In der inspirierten Auseinandersetzung mit dieser alten »Moderne« gewinnt Adonis die Maßstäbe für eine autochthone Kritik der arabischen Kultur der Gegenwart. Die alte Moderne war eine rein kulturelle, ihr fehlten diejenigen Aspekte, die unsere spätere Moderne ausmachten: Industrialisierung, Technisierung, Ökonomisierung, Medialisierung. Geistig und kulturell, poetisch, philosophisch und philologisch waren alle Errungenschaften der späteren Moderne jedoch bereits präsent, unabhängig von den heute mit der Moderne assoziierten soziologischen und ökonomischen Begleitumständen.

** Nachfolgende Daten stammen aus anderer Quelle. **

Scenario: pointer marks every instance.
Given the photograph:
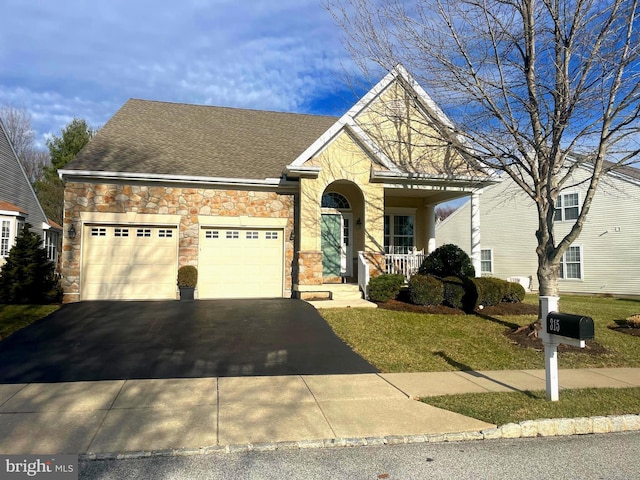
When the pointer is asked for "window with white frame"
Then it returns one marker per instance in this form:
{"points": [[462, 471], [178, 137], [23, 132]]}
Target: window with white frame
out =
{"points": [[571, 263], [486, 260], [399, 233], [567, 207], [51, 245], [5, 237]]}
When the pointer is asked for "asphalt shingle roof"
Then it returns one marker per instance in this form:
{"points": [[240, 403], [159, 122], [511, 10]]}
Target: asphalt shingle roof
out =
{"points": [[153, 137]]}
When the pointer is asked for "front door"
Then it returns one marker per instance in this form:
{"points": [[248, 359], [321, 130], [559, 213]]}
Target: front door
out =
{"points": [[336, 244]]}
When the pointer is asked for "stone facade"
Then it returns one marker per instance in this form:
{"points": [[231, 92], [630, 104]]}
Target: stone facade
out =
{"points": [[189, 203]]}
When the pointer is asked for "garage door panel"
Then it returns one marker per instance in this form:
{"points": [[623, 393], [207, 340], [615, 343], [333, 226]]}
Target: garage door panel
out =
{"points": [[240, 263], [129, 263]]}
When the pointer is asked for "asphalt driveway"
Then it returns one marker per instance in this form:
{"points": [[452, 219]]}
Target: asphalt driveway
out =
{"points": [[108, 340]]}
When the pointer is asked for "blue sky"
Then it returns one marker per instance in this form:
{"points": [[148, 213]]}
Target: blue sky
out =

Mit dem Konzept der rein kulturellen Moderne leistet Adonis zweierlei: Zum einen wird Moderne, verstanden als geistige, weltanschauliche Offenheit, als Möglichkeitssinn und Fragelust denkbar auch unabhängig von den potentiell negativen Begleitumständen der heutigen industriellen und technischen Moderne. Zum anderen wird es damit möglich, das rein technische, äußerliche Verständnis von Moderne zu attackieren, das in der gegenwärtigen arabischen Welt – und wohl nicht nur dort – dominiert. Fragt Musil im »Mann ohne Eigenschaften«[4], warum die Menschen, wo sie doch Wolkenkratzer bauen, sich nicht auf Wolkenkratzer, sondern immer noch auf Pferde setzen, wenn sie posieren wollen (eine Frage, die von heute aus und mit Adonis betrachtet eher an die Emire der Golfstaaten gerichtet scheint, die ja wirklich noch mit Pferden renommieren, während sie zugleich die höchsten Häuser der Welt bauen, als an das Wien der Gründerzeit, in dessen architektonischem Kosmos der »Mann ohne Eigenschaften« spielt), so dreht Adonis dieses Bild um und verstärkt es: Das Bewusstsein muss nicht zur Moderne aufschließen, sondern die (technische, veräußerlichte) Moderne muss allererst zu Bewusstsein kommen, ihre geistigen Vorbedingungen kennenlernen. Nicht der Geist muss sich der Technik angleichen, sondern der Gebrauch der Technik soll geistvoll werden.

Es ist klar, dass diese Umkehrung nur im Kontext einer Kultur gedacht werden kann, die innerhalb eines Jahrhunderts aus weitgehend mittelalterlichen Verhältnissen in die Moderne geschleudert wurde, wo also die Diskrepanz zwischen modernem Sein und vormodernem Bewusstsein noch weitaus größer, spürbarer und schmerzlicher ist als in Europa. Und wo gleichzeitig die Erinnerung an eine vormoderne Vergangenheit mit einem modernen Bewusstsein noch irgendwie lebendig, wenn auch nicht wirklich gelebt ist.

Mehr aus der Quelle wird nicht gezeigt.